Baltimore hasn't had an NBA team since the Bullets moved to the Washington area in 1973, but the city has consistently produced top high school talent.
Flint, whose Dragons are seeded fourth, said he believes Baltimore will be a better venue for the CAA tournament than Richmond because it is centrally located among the schools.
"It was tough playing ODU and VCU in that [Richmond] arena," Flint said. "They put a lot of people in there. It was almost like a home-court advantage. I think this gives everybody a better chance, a better opportunity to see if they can win or not."

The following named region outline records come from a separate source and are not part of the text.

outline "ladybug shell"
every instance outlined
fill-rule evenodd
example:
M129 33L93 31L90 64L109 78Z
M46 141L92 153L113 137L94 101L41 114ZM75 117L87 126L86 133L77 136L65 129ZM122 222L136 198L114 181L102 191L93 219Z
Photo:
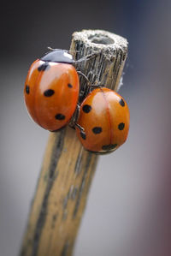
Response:
M107 88L92 91L80 105L76 127L84 147L91 152L112 152L123 144L129 129L127 104L115 92Z
M32 118L56 131L71 119L79 98L79 76L68 63L36 60L28 71L24 97Z

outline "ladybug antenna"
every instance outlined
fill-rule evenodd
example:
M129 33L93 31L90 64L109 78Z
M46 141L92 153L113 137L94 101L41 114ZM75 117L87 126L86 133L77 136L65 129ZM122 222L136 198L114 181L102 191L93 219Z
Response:
M50 46L48 46L47 48L48 48L48 50L50 50L50 51L56 51L56 49L51 48L51 47L50 47Z

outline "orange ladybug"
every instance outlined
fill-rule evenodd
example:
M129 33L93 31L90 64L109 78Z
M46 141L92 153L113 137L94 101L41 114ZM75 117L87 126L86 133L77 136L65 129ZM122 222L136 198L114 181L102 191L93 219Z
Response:
M30 67L24 98L27 110L38 125L56 131L71 119L78 102L79 76L72 55L54 50Z
M127 104L110 89L95 89L82 102L75 128L86 150L100 153L113 152L127 138Z

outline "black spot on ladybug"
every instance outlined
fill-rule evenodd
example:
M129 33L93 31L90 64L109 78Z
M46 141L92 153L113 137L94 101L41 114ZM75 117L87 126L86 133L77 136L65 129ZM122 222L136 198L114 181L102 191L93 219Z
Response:
M123 130L124 129L124 127L125 127L125 123L124 122L121 122L119 125L118 125L118 128L119 130Z
M120 104L121 104L122 107L125 106L125 102L124 102L124 100L123 100L122 98L120 99L119 103L120 103Z
M46 90L46 91L44 92L44 95L45 97L50 97L50 96L52 96L54 93L55 93L55 91L52 90L52 89L49 89L49 90Z
M91 107L88 104L83 106L83 111L85 113L89 113L91 110Z
M26 92L27 93L27 94L29 94L30 93L30 87L29 87L29 86L26 86Z
M83 140L86 140L86 135L83 131L80 131L80 136Z
M101 127L94 127L92 128L92 132L95 134L98 134L100 133L102 133L102 128Z
M117 146L117 144L109 144L109 145L104 145L102 146L103 150L109 151L115 149Z
M50 68L50 64L48 63L44 63L38 68L38 71L44 71Z
M65 116L62 114L56 114L56 119L57 120L64 120L65 119Z
M72 86L71 84L68 84L68 86L69 88L73 88L73 86Z

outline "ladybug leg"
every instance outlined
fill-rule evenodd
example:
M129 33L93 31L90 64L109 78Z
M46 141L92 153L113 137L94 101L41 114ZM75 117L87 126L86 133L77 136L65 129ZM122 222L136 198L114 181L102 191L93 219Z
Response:
M74 111L74 114L73 115L72 120L69 122L69 126L71 126L73 128L74 128L74 127L76 125L76 122L79 118L80 109L80 105L78 104L76 106L76 110Z
M82 72L80 71L80 70L78 70L77 73L84 77L84 79L85 79L85 80L86 80L86 82L87 82L88 86L91 86L91 83L90 80L88 80L88 77L87 77L84 73L82 73Z
M89 54L87 56L85 56L83 57L81 57L80 59L77 60L77 61L74 61L74 64L77 64L77 63L82 63L84 61L87 61L87 60L90 60L95 57L97 57L98 55L98 52L95 52L95 53L91 53L91 54Z

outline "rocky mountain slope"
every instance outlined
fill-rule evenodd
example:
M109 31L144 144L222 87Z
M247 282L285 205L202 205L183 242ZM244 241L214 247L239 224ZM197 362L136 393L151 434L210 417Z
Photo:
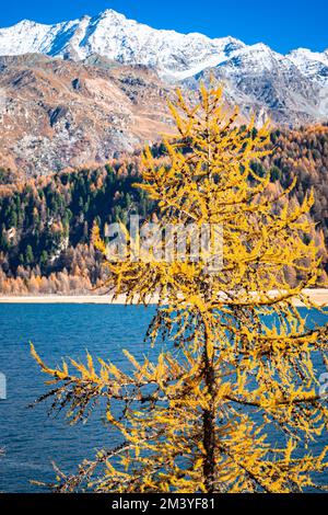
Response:
M2 57L0 167L44 174L104 163L155 141L169 130L169 91L142 66Z
M283 56L233 37L159 31L106 10L0 28L0 167L48 173L105 162L167 131L176 83L210 75L229 103L260 124L328 119L328 50Z

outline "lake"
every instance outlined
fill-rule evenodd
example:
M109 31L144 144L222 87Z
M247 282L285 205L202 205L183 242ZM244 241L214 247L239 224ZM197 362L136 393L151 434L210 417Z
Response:
M27 408L46 391L46 377L31 357L28 342L49 365L68 356L83 358L87 350L124 368L122 348L137 358L149 354L143 335L153 313L154 307L140 306L0 305L0 373L8 388L7 400L0 400L0 448L5 450L0 492L42 492L30 481L51 482L51 461L72 472L83 458L94 456L94 449L113 446L117 438L97 413L85 425L69 426L65 415L48 417L45 403ZM315 321L327 320L316 314Z

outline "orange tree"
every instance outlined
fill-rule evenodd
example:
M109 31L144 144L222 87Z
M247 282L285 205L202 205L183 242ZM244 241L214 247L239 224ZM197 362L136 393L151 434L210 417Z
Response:
M177 93L169 105L176 137L165 140L161 165L149 149L139 187L157 202L161 227L221 227L223 263L209 252L136 260L128 239L125 261L108 262L115 295L127 304L157 300L145 340L169 342L155 363L126 351L130 371L87 355L49 368L55 407L72 422L106 399L106 419L121 445L85 460L75 476L58 472L59 491L300 492L315 488L327 447L312 443L327 428L313 356L326 363L327 328L309 328L296 308L317 309L304 288L318 283L319 260L307 214L313 204L290 202L294 183L272 196L270 174L251 162L268 150L268 130L236 124L221 89L201 87L189 105ZM211 237L212 238L212 237ZM106 254L97 230L94 239ZM191 241L188 240L190 247ZM187 247L188 247L187 245ZM133 254L133 255L132 255ZM133 258L133 259L129 259ZM286 271L295 271L295 284ZM120 407L120 408L118 408Z

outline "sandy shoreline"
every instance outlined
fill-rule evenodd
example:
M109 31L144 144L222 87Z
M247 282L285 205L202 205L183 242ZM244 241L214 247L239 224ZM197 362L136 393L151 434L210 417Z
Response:
M304 290L311 300L319 306L328 305L328 289L306 289ZM125 305L126 297L118 296L113 300L110 295L38 295L38 296L0 296L0 304L93 304L93 305ZM137 300L133 304L138 304ZM149 304L157 304L157 299L153 297L149 299ZM301 306L297 301L295 305Z

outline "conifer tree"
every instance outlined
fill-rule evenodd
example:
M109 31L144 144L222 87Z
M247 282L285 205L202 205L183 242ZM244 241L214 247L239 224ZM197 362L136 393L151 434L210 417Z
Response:
M164 141L167 162L144 152L138 185L156 202L161 224L220 225L223 265L194 259L108 262L110 287L127 302L159 305L145 340L163 347L157 360L130 371L87 355L49 368L54 408L73 423L106 399L106 419L121 444L58 471L58 491L85 485L101 492L301 492L315 488L327 447L319 371L327 363L327 328L312 328L295 302L317 284L319 259L307 214L313 195L290 203L295 182L276 197L270 172L251 163L268 153L268 128L237 125L215 84L189 105L180 92L169 105L177 135ZM97 248L105 244L95 230ZM129 242L134 252L136 241ZM153 259L151 259L153 258ZM295 271L294 285L286 271ZM316 365L314 365L314 356ZM320 366L323 368L320 368ZM84 485L84 487L83 487Z

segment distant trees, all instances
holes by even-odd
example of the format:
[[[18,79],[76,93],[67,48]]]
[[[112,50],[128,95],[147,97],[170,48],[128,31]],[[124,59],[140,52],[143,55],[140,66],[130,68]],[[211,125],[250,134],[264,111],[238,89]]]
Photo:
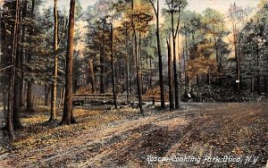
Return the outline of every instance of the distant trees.
[[[247,81],[246,83],[250,83],[251,92],[256,91],[259,95],[264,92],[266,96],[268,92],[267,11],[267,7],[262,5],[261,2],[259,11],[237,37],[237,47],[241,60],[241,76]],[[248,88],[248,84],[245,84],[244,88]]]
[[[74,14],[75,0],[71,0],[66,54],[65,98],[63,115],[60,124],[75,123],[72,113],[72,58],[74,50]]]
[[[175,88],[175,108],[180,108],[180,91],[179,91],[179,75],[177,69],[177,55],[176,55],[176,38],[178,37],[179,29],[180,29],[180,13],[187,5],[186,0],[166,0],[166,4],[168,6],[168,10],[166,11],[171,14],[172,18],[172,25],[171,31],[172,37],[172,61],[173,61],[173,80],[174,80],[174,88]],[[175,19],[175,14],[177,13],[177,19]],[[176,23],[175,21],[176,20]],[[178,45],[178,44],[177,44]],[[180,51],[177,52],[178,54]],[[180,54],[179,54],[180,55]],[[179,56],[180,57],[180,56]]]
[[[57,80],[58,80],[58,11],[57,0],[54,1],[54,75],[51,90],[51,114],[50,121],[56,119],[56,97],[57,97]]]
[[[157,52],[158,52],[158,67],[159,67],[159,87],[160,87],[160,97],[161,97],[161,108],[164,108],[164,93],[163,93],[163,63],[162,63],[162,52],[161,52],[161,41],[160,41],[160,29],[159,29],[159,0],[156,0],[156,7],[153,2],[150,3],[154,8],[154,12],[156,18],[156,39],[157,39]]]

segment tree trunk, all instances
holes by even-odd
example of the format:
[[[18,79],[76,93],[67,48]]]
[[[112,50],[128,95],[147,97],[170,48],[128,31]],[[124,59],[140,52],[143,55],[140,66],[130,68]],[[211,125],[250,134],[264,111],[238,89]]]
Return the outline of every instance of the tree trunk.
[[[72,58],[74,50],[75,0],[70,1],[69,29],[66,55],[65,97],[63,120],[60,124],[75,123],[72,113]]]
[[[15,45],[15,50],[17,50],[14,54],[16,55],[15,58],[14,58],[14,66],[15,66],[15,79],[14,79],[14,88],[13,88],[13,127],[14,130],[18,130],[21,129],[22,127],[21,123],[21,119],[20,119],[20,113],[21,113],[21,67],[22,65],[21,63],[21,25],[20,23],[21,23],[21,11],[20,11],[20,5],[21,5],[21,1],[18,1],[18,3],[16,3],[16,5],[19,5],[19,7],[16,7],[16,20],[15,21],[17,21],[18,23],[16,26],[16,45]],[[19,71],[18,71],[19,70]]]
[[[50,88],[47,85],[45,85],[45,105],[47,106],[48,105],[48,96],[49,96],[49,92],[50,92]]]
[[[180,108],[180,95],[179,95],[179,78],[178,78],[178,70],[177,70],[177,57],[176,57],[176,32],[174,29],[174,15],[173,13],[172,13],[172,42],[173,42],[173,71],[174,71],[174,87],[175,87],[175,108]],[[180,17],[180,10],[179,10],[179,17]],[[178,25],[180,25],[180,19]]]
[[[130,55],[129,55],[129,35],[128,35],[128,29],[127,29],[127,23],[125,24],[126,27],[126,68],[127,68],[127,101],[129,101],[130,98]]]
[[[112,85],[113,85],[113,105],[115,109],[117,109],[117,100],[116,100],[116,92],[115,92],[115,82],[114,82],[114,62],[113,62],[113,22],[111,23],[111,64],[112,64]]]
[[[34,18],[34,12],[35,12],[35,0],[32,0],[31,3],[31,18]],[[30,33],[32,34],[33,30],[30,29]],[[31,60],[31,55],[29,54],[28,55],[28,63],[30,63]],[[31,91],[31,86],[32,86],[32,80],[29,80],[29,81],[27,81],[27,105],[26,105],[26,111],[29,112],[29,113],[33,113],[34,109],[33,109],[33,103],[32,103],[32,91]]]
[[[58,79],[58,12],[57,0],[54,0],[54,76],[51,90],[51,109],[49,121],[56,120],[57,79]]]
[[[134,11],[134,0],[131,1],[132,4],[132,11]],[[144,114],[144,111],[142,108],[142,98],[141,98],[141,89],[140,89],[140,71],[139,71],[139,67],[138,67],[138,40],[137,40],[137,34],[136,34],[136,28],[134,24],[134,21],[132,18],[131,21],[132,23],[132,29],[133,29],[133,36],[134,36],[134,48],[133,48],[133,55],[135,57],[135,64],[136,64],[136,75],[137,75],[137,91],[138,91],[138,107],[139,107],[139,112],[141,114]]]
[[[25,24],[23,24],[23,21],[26,20],[26,17],[27,17],[27,5],[28,5],[28,3],[27,3],[27,0],[23,0],[23,9],[22,9],[22,19],[21,19],[21,31],[22,31],[22,34],[21,34],[21,44],[23,44],[25,42],[25,30],[26,30],[26,26]],[[20,105],[21,105],[21,108],[24,105],[24,99],[23,99],[23,88],[24,88],[24,70],[23,70],[23,67],[22,67],[22,64],[23,64],[23,55],[24,55],[24,48],[23,48],[23,46],[21,45],[21,88],[20,88]]]
[[[95,84],[95,74],[94,74],[94,66],[93,66],[92,58],[89,58],[88,67],[89,67],[89,77],[90,77],[90,83],[91,83],[91,92],[94,94],[96,93],[96,84]]]
[[[100,78],[100,93],[105,93],[105,22],[103,22],[103,37],[102,37],[102,50],[101,50],[101,56],[100,56],[100,64],[101,64],[101,78]]]
[[[32,93],[31,93],[31,81],[27,82],[27,112],[33,113]]]
[[[158,66],[159,66],[159,87],[160,87],[160,97],[161,97],[161,108],[164,108],[164,94],[163,94],[163,63],[162,63],[162,53],[161,53],[161,41],[159,33],[159,0],[157,0],[156,9],[152,1],[150,1],[156,16],[156,40],[157,40],[157,52],[158,52]],[[151,77],[152,78],[152,77]]]
[[[172,58],[170,46],[170,39],[166,39],[168,48],[168,76],[169,76],[169,99],[170,99],[170,110],[174,109],[174,92],[173,92],[173,78],[172,78]]]

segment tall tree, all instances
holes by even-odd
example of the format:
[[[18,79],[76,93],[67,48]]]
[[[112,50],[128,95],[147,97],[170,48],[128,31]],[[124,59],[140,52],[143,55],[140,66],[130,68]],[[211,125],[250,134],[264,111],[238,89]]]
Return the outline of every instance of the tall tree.
[[[168,13],[172,17],[172,54],[173,54],[173,71],[174,71],[174,88],[175,88],[175,108],[180,108],[180,90],[179,90],[179,76],[177,70],[177,56],[176,56],[176,38],[180,29],[180,12],[187,5],[186,0],[166,0]],[[177,24],[175,25],[174,17],[178,13]],[[180,51],[178,51],[180,53]]]
[[[72,58],[74,50],[75,0],[70,1],[68,42],[66,55],[65,97],[63,120],[60,124],[75,123],[72,113]]]
[[[16,26],[14,26],[14,31],[15,33],[13,34],[15,37],[14,38],[14,86],[13,86],[13,126],[14,129],[20,129],[22,127],[21,119],[20,119],[20,113],[21,113],[21,0],[20,1],[14,1],[13,2],[14,7],[14,13],[15,13],[15,21],[18,21]],[[17,6],[19,5],[19,7]],[[20,70],[20,71],[19,71]]]
[[[114,81],[114,61],[113,61],[113,20],[111,21],[111,32],[110,32],[110,40],[111,40],[111,64],[112,64],[112,85],[113,85],[113,105],[117,109],[117,98],[115,92],[115,81]]]
[[[51,90],[51,110],[50,119],[56,119],[56,99],[57,99],[57,79],[58,79],[58,12],[57,0],[54,0],[54,76]]]
[[[170,110],[174,109],[174,91],[173,91],[173,75],[172,75],[172,55],[171,48],[171,38],[166,38],[167,49],[168,49],[168,76],[169,76],[169,99],[170,99]]]
[[[156,17],[156,40],[157,40],[157,52],[158,52],[158,66],[159,66],[159,87],[160,87],[160,97],[161,97],[161,108],[164,108],[164,95],[163,95],[163,63],[162,63],[162,54],[161,54],[161,41],[159,33],[159,0],[156,2],[156,7],[154,4],[153,0],[150,3],[154,8],[154,12]]]

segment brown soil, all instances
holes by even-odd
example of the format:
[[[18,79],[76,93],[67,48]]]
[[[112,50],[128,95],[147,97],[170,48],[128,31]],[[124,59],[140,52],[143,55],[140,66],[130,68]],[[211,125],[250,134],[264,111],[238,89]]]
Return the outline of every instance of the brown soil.
[[[46,123],[48,113],[24,113],[17,139],[1,143],[0,167],[264,167],[267,103],[183,104],[174,112],[76,109],[78,123]],[[59,117],[60,119],[60,117]],[[195,157],[200,163],[150,162]],[[208,162],[229,155],[241,162]],[[258,156],[245,163],[246,156]]]

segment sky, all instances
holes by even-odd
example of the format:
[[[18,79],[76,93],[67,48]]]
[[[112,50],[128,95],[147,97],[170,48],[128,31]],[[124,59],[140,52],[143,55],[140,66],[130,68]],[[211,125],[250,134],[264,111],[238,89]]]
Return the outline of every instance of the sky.
[[[1,0],[0,0],[1,1]],[[97,0],[80,0],[83,7],[86,10],[88,5],[94,4]],[[260,0],[188,0],[187,9],[190,11],[196,11],[197,13],[202,13],[207,7],[221,11],[222,13],[226,13],[230,4],[236,3],[238,6],[250,6],[256,7]],[[54,0],[45,0],[45,6],[53,6]],[[58,0],[59,7],[68,8],[68,0]],[[165,0],[160,0],[161,8],[165,7]]]

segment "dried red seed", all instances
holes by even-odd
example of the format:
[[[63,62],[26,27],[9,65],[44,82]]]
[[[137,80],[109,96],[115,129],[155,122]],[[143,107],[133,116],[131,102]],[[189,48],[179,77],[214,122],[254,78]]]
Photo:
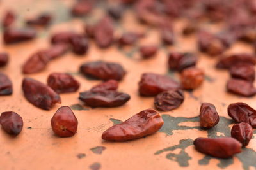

Towson coach Pat Skerry knows his team will have an advantage this year playing close to home. But he said it won't approximate the benefit that VCU — which won four of its last 10 CAA tournaments before leaving for the Atlantic 10 — derived from playing in Richmond.
"This is our first time playing down there [at Baltimore Arena], too," Skerry said. "I think our fan base is growing daily, which is exciting. But we're certainly not at the point where it was [with] the Richmond Coliseum for VCU. We'd like to get as many Towson people as humanly possible there."